Elle s'apprêtait à lui tendre machinalement son front comme chaque soir, mais Gertrude se borna à la saluer et sortit sans ajouter une parole.

III

Le jour fixé pour le départ de l'orpheline était arrivé. Sa petite malle, cadenassée et ficelée, attendait dans le corridor le passage d'Herbillon le brioleur[2] qui devait la charger sur un de ses mulets, et accompagner la jeune fille jusqu'aux Islettes où passe le courrier de B… Il ne restait plus à Gertrude qu'une démarche pénible à faire, c'était sa visite d'adieu à l'oncle Renaudin. Cette visite lui coûtait, car le bonhomme était quinteux et recevait fort mal les visiteurs, surtout quand ceux-ci faisaient partie de sa famille. Néanmoins Gertrude se croyait obligée à ce dernier devoir. L'oncle Eustache était le frère de sa mère, et puis elle l'avait trouvé si faible, si vieilli, lorsqu'elle l'avait rencontré récemment!… Qui pouvait dire si elle le reverrait jamais? C'est en songeant à toutes ces choses que, vers midi, Gertrude prit le chemin de la maison de son oncle.

Cette maison était une ancienne dépendance de l'abbaye de Lachalade, et on l'appelait encore l'Abbatiale. Elle était bâtie un peu en dehors du village, sur une éminence d'où l'on dominait la vallée de la Biesme, et elle comprenait, outre les bâtiments d'habitation, un grand jardin abandonné dont les murs croulants ne finissaient qu'à la lisière de la forêt. Le chemin qui allait du village à l'Abbatiale était bordé de peupliers mélancoliques et aboutissait à un grand mur triste dans lequel était pratiquée une porte cintrée, prudemment munie d'un guichet. C'est devant cette porte que Gertrude s'arrêta pour respirer, car son cœur battait fort et elle se sentait tout oppressée. Au bout de quelques minutes elle agita la chaîne rouillée de la sonnette. Un tintement plaintif réveilla l'écho de la cour sonore, un aboiement lointain y répondit, mais personne ne se montra. Enfin un bruit de sabots résonna dans la cour, puis une clef grinça dans la serrure et la porte s'entre-bâilla.
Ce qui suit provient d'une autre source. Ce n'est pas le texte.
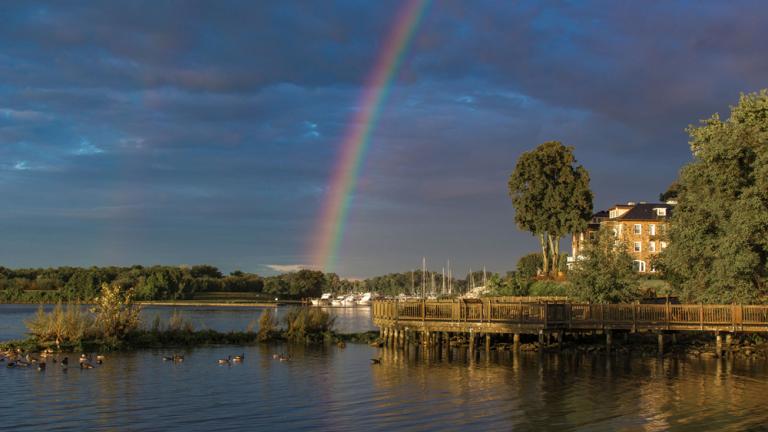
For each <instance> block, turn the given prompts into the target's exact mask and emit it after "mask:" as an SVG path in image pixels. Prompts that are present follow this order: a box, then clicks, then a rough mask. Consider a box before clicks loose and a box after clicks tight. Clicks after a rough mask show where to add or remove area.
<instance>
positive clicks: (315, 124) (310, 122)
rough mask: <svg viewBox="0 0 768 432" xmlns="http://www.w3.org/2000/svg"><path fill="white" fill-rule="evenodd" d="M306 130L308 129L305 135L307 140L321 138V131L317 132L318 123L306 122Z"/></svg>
mask: <svg viewBox="0 0 768 432" xmlns="http://www.w3.org/2000/svg"><path fill="white" fill-rule="evenodd" d="M304 128H305V129H306V132H305V133H304V137H305V138H320V131H318V130H317V123H312V122H309V121H305V122H304Z"/></svg>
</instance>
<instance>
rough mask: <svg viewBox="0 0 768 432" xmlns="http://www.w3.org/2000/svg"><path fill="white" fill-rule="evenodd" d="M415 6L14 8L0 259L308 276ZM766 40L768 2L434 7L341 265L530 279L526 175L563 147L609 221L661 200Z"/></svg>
mask: <svg viewBox="0 0 768 432" xmlns="http://www.w3.org/2000/svg"><path fill="white" fill-rule="evenodd" d="M402 4H403V3H402V2H398V1H395V0H391V1H382V2H361V1H336V0H328V1H323V2H317V1H242V2H237V1H216V2H211V1H199V2H198V1H185V2H182V1H157V0H153V1H131V2H79V1H51V2H43V1H29V2H4V3H2V4H0V198H2V204H1V205H0V265H3V266H6V267H49V266H62V265H75V266H91V265H131V264H143V265H151V264H167V265H184V264H186V265H193V264H199V263H208V264H213V265H216V266H219V267H220V268H221V269H223V270H225V271H232V270H236V269H239V270H243V271H249V272H256V273H260V274H274V273H275V272H278V271H286V270H291V269H295V268H298V267H300V266H303V265H306V264H308V263H309V262H310V256H309V255H310V248H311V245H310V243H311V239H312V238H313V236H314V235H315V231H316V230H317V223H318V218H319V217H320V211H321V208H322V204H323V201H324V199H326V197H327V194H328V185H329V182H330V179H331V177H332V174H333V170H334V169H335V166H336V161H337V158H338V156H339V152H340V146H341V143H342V140H343V135H344V131H345V129H346V128H347V126H348V124H349V122H350V121H351V120H352V119H353V118H354V115H355V113H356V112H357V111H358V110H359V109H360V107H359V106H358V102H359V98H360V95H361V93H362V91H363V87H364V85H365V82H366V77H368V76H369V74H370V72H371V68H372V67H373V66H374V64H375V61H376V59H377V55H378V54H379V52H380V50H381V48H382V45H383V44H384V42H385V39H386V37H387V35H388V33H389V32H390V31H391V28H392V26H393V24H394V20H395V17H396V14H397V12H398V10H399V9H400V8H401V6H402ZM766 22H768V3H766V2H763V1H751V2H750V1H734V2H719V1H717V2H715V1H702V2H698V1H697V2H693V1H690V2H689V1H679V2H671V1H669V2H668V1H663V2H662V1H659V2H653V1H642V2H640V1H638V2H628V1H627V2H625V1H595V2H588V1H584V2H581V1H579V2H533V1H522V2H502V1H482V0H478V1H475V0H473V1H469V0H466V1H451V0H446V1H438V0H435V1H433V2H432V3H431V4H430V5H429V7H428V8H427V9H426V11H425V12H424V15H423V17H422V20H421V22H420V24H419V26H418V28H417V29H416V30H415V33H414V35H413V38H412V40H411V43H410V45H409V47H408V49H407V52H406V53H405V56H404V57H403V59H402V63H401V64H400V68H399V70H398V71H397V72H396V74H395V76H394V78H393V81H392V83H391V89H390V91H389V93H388V97H387V98H386V100H385V101H384V104H383V105H382V106H381V113H380V118H379V121H378V123H377V124H375V125H374V128H373V132H372V136H371V141H370V147H369V150H368V152H367V154H366V156H365V159H364V161H363V165H362V166H361V169H360V177H359V180H358V183H357V186H356V188H355V191H354V195H353V196H352V200H351V204H350V209H349V219H348V220H347V222H346V224H345V229H344V233H343V240H342V242H341V247H340V249H339V256H338V266H337V268H336V269H335V270H336V271H337V273H339V274H340V275H342V276H345V277H367V276H372V275H377V274H384V273H388V272H396V271H404V270H407V269H411V268H418V267H420V266H421V259H422V257H423V256H424V257H427V260H428V264H429V267H430V268H432V269H433V270H437V271H439V270H440V269H441V267H443V266H444V265H445V264H444V263H445V262H446V260H448V259H450V260H451V263H452V267H453V268H454V274H457V275H458V274H464V273H465V272H466V271H467V270H468V269H469V267H472V268H473V269H478V268H481V267H482V266H486V267H487V268H488V269H489V270H493V271H506V270H508V269H513V268H514V266H515V263H516V262H517V259H518V258H519V257H520V256H522V255H524V254H526V253H529V252H532V251H536V249H537V242H536V239H535V238H534V237H533V236H532V235H531V234H530V233H527V232H522V231H520V230H518V229H517V228H516V227H515V224H514V209H513V208H512V205H511V201H510V199H509V197H508V195H507V179H508V177H509V175H510V173H511V172H512V170H513V168H514V166H515V162H516V160H517V158H518V156H519V155H520V154H521V152H524V151H527V150H530V149H532V148H534V147H536V146H537V145H538V144H541V143H542V142H545V141H550V140H559V141H562V142H563V143H564V144H566V145H570V146H574V147H575V155H576V158H577V159H578V162H579V163H580V164H582V165H584V167H585V168H587V170H588V171H589V173H590V176H591V187H592V190H593V192H594V194H595V208H596V210H598V209H602V208H605V207H607V206H609V205H611V204H614V203H618V202H626V201H655V200H657V199H658V195H659V193H660V192H663V191H664V190H666V187H667V186H668V185H669V183H671V182H672V181H673V180H674V179H675V178H676V176H677V172H678V170H679V169H680V167H681V166H682V165H684V164H685V163H687V162H689V161H690V151H689V147H688V142H687V134H686V133H685V128H686V127H687V126H688V125H689V124H696V123H698V121H699V120H700V119H703V118H706V117H709V116H710V115H712V114H713V113H715V112H720V113H722V114H727V110H728V106H729V105H733V104H735V103H736V102H737V100H738V96H739V93H740V92H751V91H757V90H759V89H761V88H764V87H768V82H767V80H768V55H766V51H765V41H767V40H768V26H766V25H765V23H766ZM563 244H564V246H566V247H567V242H565V241H564V243H563Z"/></svg>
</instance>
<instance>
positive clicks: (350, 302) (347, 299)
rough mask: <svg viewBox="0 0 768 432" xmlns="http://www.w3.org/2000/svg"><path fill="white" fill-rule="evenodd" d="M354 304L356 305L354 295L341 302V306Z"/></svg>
mask: <svg viewBox="0 0 768 432" xmlns="http://www.w3.org/2000/svg"><path fill="white" fill-rule="evenodd" d="M355 303H357V300H356V299H355V295H354V294H350V295H348V296H347V297H345V298H344V300H342V302H341V304H342V306H354V305H355Z"/></svg>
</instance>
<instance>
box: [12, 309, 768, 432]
mask: <svg viewBox="0 0 768 432" xmlns="http://www.w3.org/2000/svg"><path fill="white" fill-rule="evenodd" d="M227 311H229V312H226V311H219V310H215V311H207V312H200V311H198V310H197V309H196V308H195V309H191V310H189V311H187V310H186V309H185V310H184V313H190V314H193V315H194V314H198V313H199V314H203V315H204V316H206V317H211V316H212V315H213V316H216V317H217V318H216V320H213V319H211V318H208V321H210V323H209V324H208V325H210V326H213V325H230V326H233V327H234V326H236V325H239V323H242V322H246V323H247V322H248V321H250V319H251V315H248V314H253V313H254V311H253V310H250V311H247V312H240V311H235V312H232V311H231V310H229V309H227ZM7 312H9V311H8V308H7V307H5V306H4V307H3V308H0V322H4V321H6V320H7V318H8V316H9V315H10V314H8V313H7ZM347 312H348V316H346V318H343V319H341V318H340V320H349V321H350V322H354V320H356V319H358V318H359V316H358V315H357V312H351V311H350V310H347ZM227 313H231V314H232V320H233V321H232V322H230V323H228V324H227V323H226V321H227V320H226V318H225V316H226V314H227ZM360 313H361V314H364V313H365V312H362V310H361V312H360ZM222 314H223V315H222ZM243 314H246V315H248V316H243ZM355 317H358V318H355ZM213 323H216V324H213ZM367 325H370V324H367ZM172 353H173V351H172V350H142V351H137V352H130V353H119V354H113V355H110V356H108V357H107V359H106V362H105V363H104V364H103V365H102V366H100V367H98V368H96V369H93V370H85V371H81V370H80V369H78V368H70V369H69V370H68V371H67V372H63V371H62V370H61V369H59V368H58V367H55V365H50V366H49V369H48V370H47V371H45V372H38V371H36V370H35V369H32V368H30V369H7V368H0V386H2V389H3V397H1V398H0V430H4V429H8V430H28V431H39V430H87V429H90V430H126V431H131V430H137V431H138V430H174V431H175V430H183V431H197V430H200V431H202V430H206V431H210V430H217V431H218V430H278V429H279V430H332V431H347V430H349V431H352V430H354V431H357V430H369V431H377V430H482V429H491V428H492V429H502V430H509V429H512V430H557V431H570V430H587V431H593V430H596V431H603V430H604V431H614V430H625V431H635V430H643V431H657V430H658V431H665V430H680V431H697V432H698V431H707V430H713V431H714V430H717V431H720V430H725V431H742V430H753V431H764V430H768V427H766V425H768V411H767V410H765V406H764V401H765V394H767V392H768V365H767V364H766V363H765V362H764V361H748V360H743V361H734V360H725V361H721V360H714V359H707V360H703V359H702V360H699V359H685V360H676V359H670V358H667V359H657V358H636V359H621V358H606V357H603V356H565V355H556V354H544V355H538V354H529V353H522V354H518V355H513V354H511V353H509V352H500V353H492V354H491V356H490V357H488V358H486V357H485V356H484V355H480V356H479V357H478V358H475V359H468V358H467V356H466V355H465V354H464V353H460V352H458V351H457V352H455V353H454V356H453V357H452V358H451V360H448V359H447V358H446V356H445V355H444V353H441V354H438V353H435V352H431V353H425V352H419V351H418V350H411V351H410V352H409V353H408V354H405V353H403V352H402V351H397V350H391V349H377V348H372V347H369V346H367V345H358V344H348V345H347V348H346V349H341V348H338V347H336V346H328V347H314V348H312V347H304V346H302V345H284V344H266V345H255V346H248V347H237V346H228V347H205V348H197V349H190V350H186V351H184V352H182V354H184V355H185V361H184V362H183V363H180V364H173V363H168V362H163V361H162V356H163V355H170V354H172ZM240 353H245V356H246V359H245V362H244V363H243V364H240V365H233V366H219V365H217V363H216V360H217V359H218V358H222V357H226V356H227V355H235V354H240ZM276 353H287V354H289V355H290V356H291V360H290V361H288V362H281V361H279V360H277V359H274V358H273V354H276ZM378 357H381V364H379V365H372V364H371V362H370V361H369V359H370V358H378Z"/></svg>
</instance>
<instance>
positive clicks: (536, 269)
mask: <svg viewBox="0 0 768 432" xmlns="http://www.w3.org/2000/svg"><path fill="white" fill-rule="evenodd" d="M542 268H543V262H542V258H541V254H540V253H529V254H528V255H523V256H522V257H520V259H519V260H517V274H518V275H520V277H523V278H526V279H530V278H532V277H534V276H536V275H538V274H539V271H540V270H541V269H542Z"/></svg>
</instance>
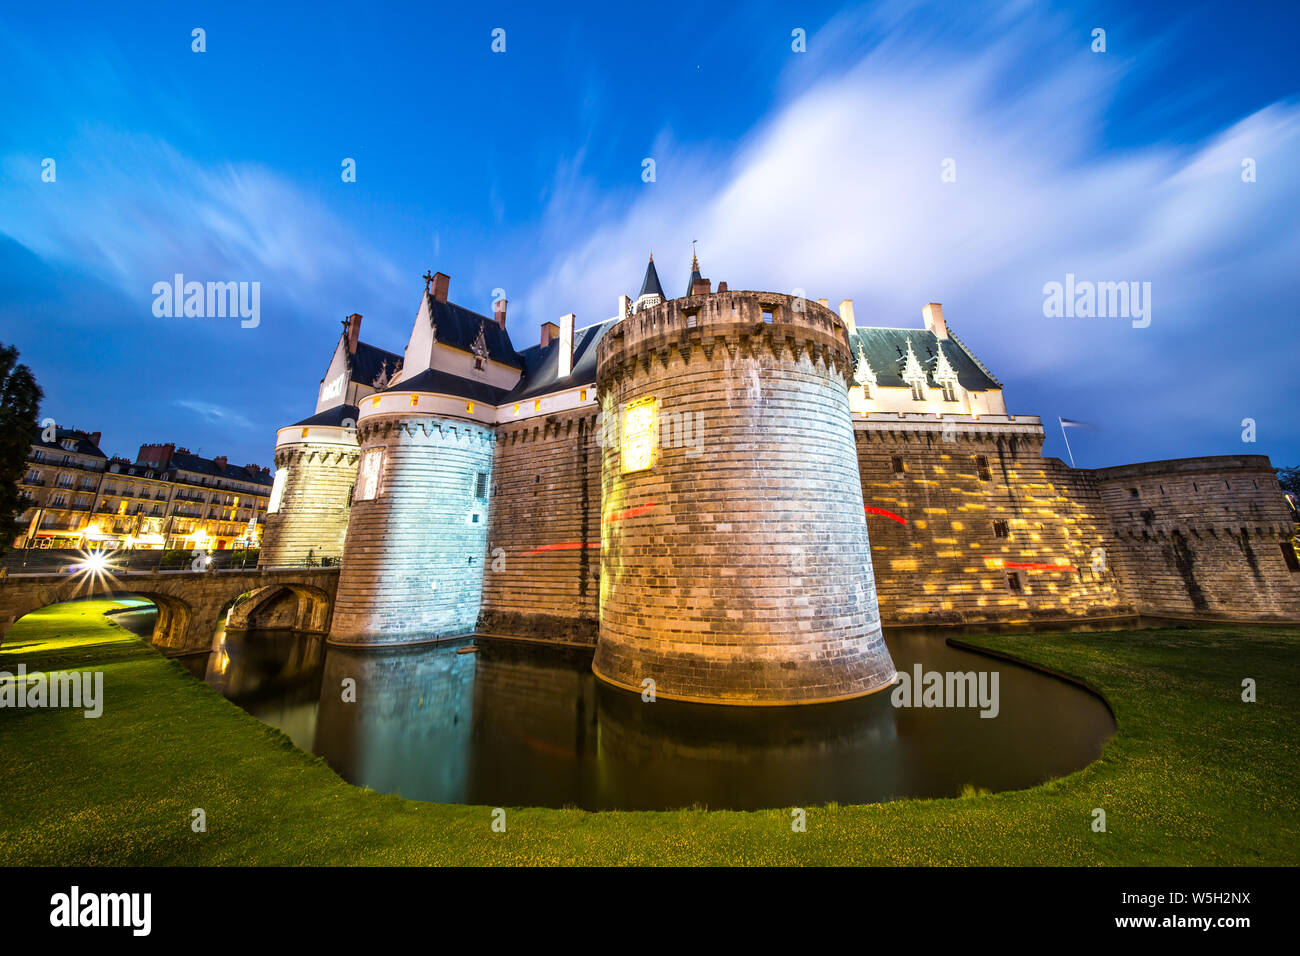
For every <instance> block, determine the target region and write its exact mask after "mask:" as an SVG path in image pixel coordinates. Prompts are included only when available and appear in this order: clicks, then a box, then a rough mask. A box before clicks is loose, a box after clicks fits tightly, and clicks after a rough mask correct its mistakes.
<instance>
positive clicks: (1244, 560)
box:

—Bonjour, Fanchette; puis-je voir mon oncle? demanda Gertrude à une vieille servante qui l'examinait d'un air revêche.

—Vous savez bien que M. Renaudin ne veut recevoir personne, répondit froidement celle-ci.

—C'est que je pars ce soir… pour longtemps, et j'aurais désiré lui dire adieu.

La servante, tenant toujours la porte à demi fermée, considérait la jeune fille d'un air soupçonneux.